A pochi mesi dalle elezioni per il rinnovo del Consiglio regionale della Calabria occorrerebbe che tutti i partiti nazionali indistintamente prendano atto e facciano perno sulla consapevolezza di essere di fronte ad un istituzione rappresentativa devastata, praticamente distrutta nella sua intrinseca etica politica, purtroppo, contaminata a tale livello da essere intuita, persino distanziata come un sito pericoloso che va immediatamente bonificato.

Se non si parte da qui, se non si priorizza questa necessità, senza che si metta ordine nella più alta istituzione democratica del regionalismo, nessun programma o piano operativo potrà dirsi compatibile con la ragione autentica e costituzionale che garantisce, tramite il voto sovrano e popolare, la legittimità dell’azione amministrativa della rappresentanza.


Bisogna dire no, ora, impedendo

nella composizione delle liste regionali

ogni forma di "prostituzione"


Ma vi è di più. Proprio perché più ampia e avvertita appare la necessità di una riforma morale dello stesso corpo elettorale, nella sua versione attiva e passiva, ovvero sia una domanda politica da interpretare positivamente, dicendo no, impedendo nella composizione delle liste per le regionali, ogni forma di prostituzione della politica con la ‘ndrangheta, ogni atto di abominio del voto che passa attraverso l’utilizzo spregevole dei voti e ideologico di scellerate alleanze e scambi inqualificabili.

Altrimenti, sarebbe ancora una volta un colpo mortale alla dignità sovrana degli elettori, alle prerogative della rappresentanza istituzionale, se nella composizione delle liste si continuerà a far prevalere la perfidia e l’arroganza di simili politicanti che continuano a far finta di niente recitando la loro parte in una squallida e sgangherata fiction elettorale.

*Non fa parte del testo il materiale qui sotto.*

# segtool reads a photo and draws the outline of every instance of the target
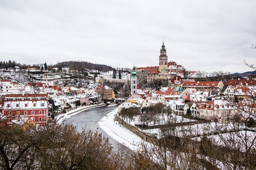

I partiti, sia di governo che di opposizione, sappiano che i calabresi sono stufi di sopportare questi drappelli di “magnaccia del voto di scambio” che sfruttano e inquinano il delicato e fragile legame di legittimità democratica nel corso della campagna elettorale, invadendo il campo della scelta libera, della decisione autonoma, del voto segreto.